I just had to back track six times to find the place. Finally on my way, I managed to follow the same guy from 86th and Lex to my dentist’s building. He was on a mission…to take shitty pictures with what had to be a newish camera. I only say that because he was doing the baby photographer thing of taking pictures of things no one wants to see. Pigeons mostly. If I’m wrong, I’m wrong big time and his pictures will be hung all over the Guggenheim in a couple of months. It’s like they say, “Out with the Basquiats, in with the winged rats who eat French Fries.” Or something like that.

The dentist was great and the Latina assistants were very sweet to me. I’m going to be spending a king’s ransom in that office, so it’s good that I like them. I decided to make the most of being in a neighborhood where ten-year old boys wear blazers and the seas part for pregnant Asian women and head to Zitomer Department Store.

The walk was pleasant enough. The weather is transitional today and the sky is overcast. Which is why you find women dressed for every weather eventuality. Like a puffer jacket and flip flops. Or a sleeveless Lily Pulitzer dress and a scarf. WASPS may dress expensive, but it doesn’t mean that they dress well. Me, I’m in pajamas because I expected to be on the UWS because I’m dyslexic and today is Rosh Hashanah (Shana Tova, Michael and Happy Jew Year to you 🍎). But mostly, I just feel like no one is having good sex on the UES. No one looks appetizing and no one looks satisfied.

Anyway, wearing pajamas on the UES is anathema. Sure, these are from Anthropologie and they look like clothes anywhere else in the city. But unless your pajamas are made of tweed, they are not gonna pass up here for clothes. Lucky for me, I wore my Gucci bow pinned to my jacket. The ladies at Alexis Bittar commented on it (see, Michael, I didn’t forget). But I’ve long ago learned the trick for fitting in amongst the rich is to just act mildly disgusted and nonplussed.

Rich is rich is rich no matter where you are on the planet. It’s universal. And nothing is more universal than a facial expression that says that nothing is ever quite good enough. Which brings me to Zitomer.
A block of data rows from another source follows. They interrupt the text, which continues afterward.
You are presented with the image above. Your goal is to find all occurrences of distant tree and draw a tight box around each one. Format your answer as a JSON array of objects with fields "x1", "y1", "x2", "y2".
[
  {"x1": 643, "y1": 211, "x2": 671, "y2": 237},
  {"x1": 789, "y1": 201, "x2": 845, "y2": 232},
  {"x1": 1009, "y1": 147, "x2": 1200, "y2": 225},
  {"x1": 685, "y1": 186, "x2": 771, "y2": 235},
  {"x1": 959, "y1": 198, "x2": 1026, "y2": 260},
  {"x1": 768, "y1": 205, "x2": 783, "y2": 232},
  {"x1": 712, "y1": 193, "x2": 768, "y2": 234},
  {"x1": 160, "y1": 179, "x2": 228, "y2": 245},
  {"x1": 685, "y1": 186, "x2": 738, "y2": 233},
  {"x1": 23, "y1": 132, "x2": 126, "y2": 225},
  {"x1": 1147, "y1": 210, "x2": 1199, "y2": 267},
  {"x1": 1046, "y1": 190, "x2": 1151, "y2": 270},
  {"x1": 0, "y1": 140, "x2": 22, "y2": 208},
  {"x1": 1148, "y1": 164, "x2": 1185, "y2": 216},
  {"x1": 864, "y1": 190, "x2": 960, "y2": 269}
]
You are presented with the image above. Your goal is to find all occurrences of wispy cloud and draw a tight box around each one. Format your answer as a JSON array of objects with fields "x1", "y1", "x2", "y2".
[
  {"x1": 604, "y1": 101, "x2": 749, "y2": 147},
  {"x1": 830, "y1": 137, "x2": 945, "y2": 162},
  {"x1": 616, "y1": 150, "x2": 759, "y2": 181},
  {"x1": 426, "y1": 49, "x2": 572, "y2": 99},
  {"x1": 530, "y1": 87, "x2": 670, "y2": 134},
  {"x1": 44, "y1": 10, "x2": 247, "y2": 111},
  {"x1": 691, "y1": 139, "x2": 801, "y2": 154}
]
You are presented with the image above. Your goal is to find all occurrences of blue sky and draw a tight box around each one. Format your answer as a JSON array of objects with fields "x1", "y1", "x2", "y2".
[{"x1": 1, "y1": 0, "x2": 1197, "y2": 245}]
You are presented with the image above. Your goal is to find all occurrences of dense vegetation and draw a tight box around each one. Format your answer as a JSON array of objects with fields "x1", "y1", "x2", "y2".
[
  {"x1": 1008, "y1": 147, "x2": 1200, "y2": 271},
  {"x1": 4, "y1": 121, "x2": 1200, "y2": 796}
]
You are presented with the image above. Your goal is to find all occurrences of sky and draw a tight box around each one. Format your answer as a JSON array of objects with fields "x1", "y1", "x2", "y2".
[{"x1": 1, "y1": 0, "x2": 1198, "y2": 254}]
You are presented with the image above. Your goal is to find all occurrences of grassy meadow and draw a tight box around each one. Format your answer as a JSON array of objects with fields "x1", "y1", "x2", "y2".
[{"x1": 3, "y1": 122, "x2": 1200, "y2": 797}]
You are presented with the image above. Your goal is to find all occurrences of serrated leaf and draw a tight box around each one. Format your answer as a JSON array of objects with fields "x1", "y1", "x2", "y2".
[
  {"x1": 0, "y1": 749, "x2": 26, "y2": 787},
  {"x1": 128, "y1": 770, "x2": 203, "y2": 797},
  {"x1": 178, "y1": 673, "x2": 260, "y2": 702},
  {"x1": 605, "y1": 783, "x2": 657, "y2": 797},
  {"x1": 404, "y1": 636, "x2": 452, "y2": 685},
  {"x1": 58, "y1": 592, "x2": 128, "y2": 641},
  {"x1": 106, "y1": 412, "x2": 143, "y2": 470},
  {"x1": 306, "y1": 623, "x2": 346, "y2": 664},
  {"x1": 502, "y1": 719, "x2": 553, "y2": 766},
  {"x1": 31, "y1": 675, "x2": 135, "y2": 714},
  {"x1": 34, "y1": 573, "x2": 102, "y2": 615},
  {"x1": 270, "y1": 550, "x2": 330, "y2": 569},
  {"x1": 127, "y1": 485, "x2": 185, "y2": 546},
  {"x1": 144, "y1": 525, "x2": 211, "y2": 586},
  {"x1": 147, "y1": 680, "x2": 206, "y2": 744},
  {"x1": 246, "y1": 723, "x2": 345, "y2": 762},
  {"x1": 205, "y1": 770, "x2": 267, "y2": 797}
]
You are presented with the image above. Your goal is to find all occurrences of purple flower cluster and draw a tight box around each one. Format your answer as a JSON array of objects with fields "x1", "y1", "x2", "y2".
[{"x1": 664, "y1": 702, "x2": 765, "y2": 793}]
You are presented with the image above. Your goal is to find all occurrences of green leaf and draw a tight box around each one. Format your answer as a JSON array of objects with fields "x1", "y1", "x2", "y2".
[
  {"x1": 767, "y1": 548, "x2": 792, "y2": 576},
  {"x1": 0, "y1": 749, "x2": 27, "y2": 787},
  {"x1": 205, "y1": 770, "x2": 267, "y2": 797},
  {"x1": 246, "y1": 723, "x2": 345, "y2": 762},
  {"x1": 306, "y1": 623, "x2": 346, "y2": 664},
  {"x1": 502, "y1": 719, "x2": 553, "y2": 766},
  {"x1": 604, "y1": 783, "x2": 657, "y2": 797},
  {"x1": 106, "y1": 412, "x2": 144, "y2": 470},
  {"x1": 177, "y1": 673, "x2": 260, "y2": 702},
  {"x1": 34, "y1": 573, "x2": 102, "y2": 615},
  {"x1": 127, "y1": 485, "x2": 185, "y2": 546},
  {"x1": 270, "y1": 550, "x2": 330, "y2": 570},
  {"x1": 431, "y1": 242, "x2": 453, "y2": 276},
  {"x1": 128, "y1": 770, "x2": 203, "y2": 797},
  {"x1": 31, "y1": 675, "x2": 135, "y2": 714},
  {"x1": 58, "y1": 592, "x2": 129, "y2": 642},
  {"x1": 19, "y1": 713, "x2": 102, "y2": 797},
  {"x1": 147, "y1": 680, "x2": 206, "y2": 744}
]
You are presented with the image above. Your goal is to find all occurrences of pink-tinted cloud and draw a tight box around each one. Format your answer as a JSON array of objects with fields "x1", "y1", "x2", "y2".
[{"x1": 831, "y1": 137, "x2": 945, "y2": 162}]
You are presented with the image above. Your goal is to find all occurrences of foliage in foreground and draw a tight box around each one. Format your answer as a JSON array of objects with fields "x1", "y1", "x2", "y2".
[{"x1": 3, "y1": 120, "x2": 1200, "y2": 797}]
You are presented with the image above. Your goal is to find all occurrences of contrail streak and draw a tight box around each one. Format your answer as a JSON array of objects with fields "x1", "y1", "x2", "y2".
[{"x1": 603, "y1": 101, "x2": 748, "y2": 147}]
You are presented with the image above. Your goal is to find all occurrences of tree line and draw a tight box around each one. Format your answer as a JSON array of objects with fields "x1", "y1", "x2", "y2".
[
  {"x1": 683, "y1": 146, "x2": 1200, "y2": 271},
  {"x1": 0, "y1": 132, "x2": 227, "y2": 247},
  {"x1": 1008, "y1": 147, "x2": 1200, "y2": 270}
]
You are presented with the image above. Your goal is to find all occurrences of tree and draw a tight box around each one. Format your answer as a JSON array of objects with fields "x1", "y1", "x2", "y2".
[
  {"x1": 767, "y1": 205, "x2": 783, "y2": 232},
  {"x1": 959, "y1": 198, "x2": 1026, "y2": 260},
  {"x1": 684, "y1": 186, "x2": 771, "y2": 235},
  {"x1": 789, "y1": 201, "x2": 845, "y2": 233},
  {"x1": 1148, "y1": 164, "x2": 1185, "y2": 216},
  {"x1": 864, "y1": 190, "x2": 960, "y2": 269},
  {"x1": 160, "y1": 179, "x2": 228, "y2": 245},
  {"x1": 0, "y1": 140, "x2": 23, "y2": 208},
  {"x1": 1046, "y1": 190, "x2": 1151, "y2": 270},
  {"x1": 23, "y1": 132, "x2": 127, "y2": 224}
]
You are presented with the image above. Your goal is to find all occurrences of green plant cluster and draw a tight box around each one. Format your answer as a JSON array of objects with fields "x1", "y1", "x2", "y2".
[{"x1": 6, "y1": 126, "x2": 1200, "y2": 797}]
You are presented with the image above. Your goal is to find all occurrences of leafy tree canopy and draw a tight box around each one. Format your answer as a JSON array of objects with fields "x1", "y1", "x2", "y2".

Zitomer is a place I heard about years ago from someone’s Insta feed. It’s legendary. For what, I’m not sure, but I figured I had to check it out. One step in and I knew where I was. Bracker’s c. 1992, down to the elevator. It had so much stuff that my mother (for whom nothing is ever quite good enough) would buy: velvet scrunchies, giant headbands, clips, rabbit fur earmuffs, stockings. Basically anything you’d see on a woman named Buffy. I couldn’t help myself. I bought a houndstooth headband, shoe inserts for plantar fasciitis and a black velvet turban. Told you I was investing in my future.
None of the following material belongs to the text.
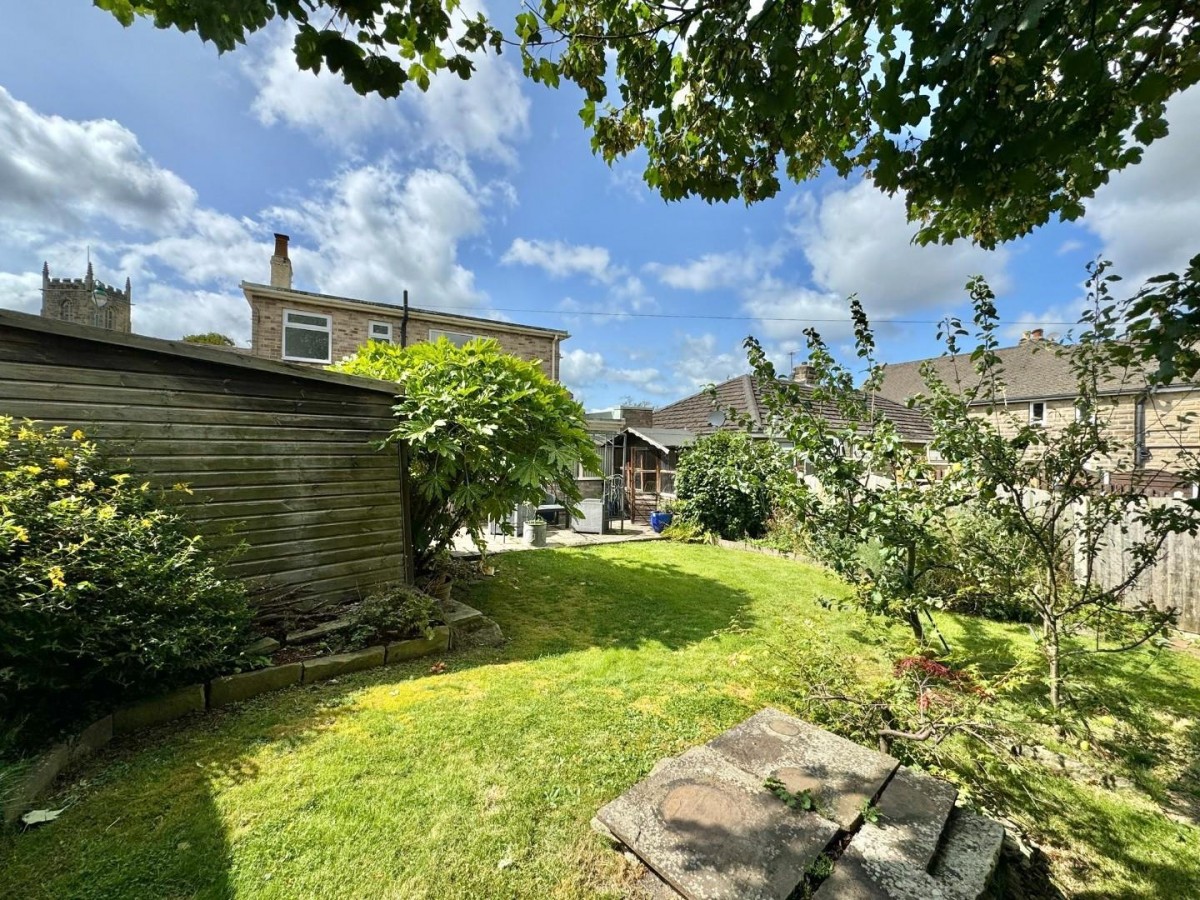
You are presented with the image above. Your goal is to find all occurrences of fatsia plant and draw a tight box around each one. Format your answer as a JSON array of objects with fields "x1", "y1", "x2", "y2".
[{"x1": 332, "y1": 337, "x2": 599, "y2": 577}]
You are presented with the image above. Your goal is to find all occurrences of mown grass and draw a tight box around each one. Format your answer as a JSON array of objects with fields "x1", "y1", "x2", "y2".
[{"x1": 1, "y1": 541, "x2": 1198, "y2": 898}]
I’m wearing the headband right now, and I think it elevates the whole pajama look. This diner is sad. Maybe because of the holiday, but I think it just is sad. Across the way from my booth are what have to be a mother and son. He’s very cute (the pic’s not great). And he seems like the kind of shitty son that only makes time for his mother when he needs money.

I have to decide whether to make my move and head back to mundane Bed Stuy or do some more window shopping and eavesdropping up here. In any case, it’s been a trip.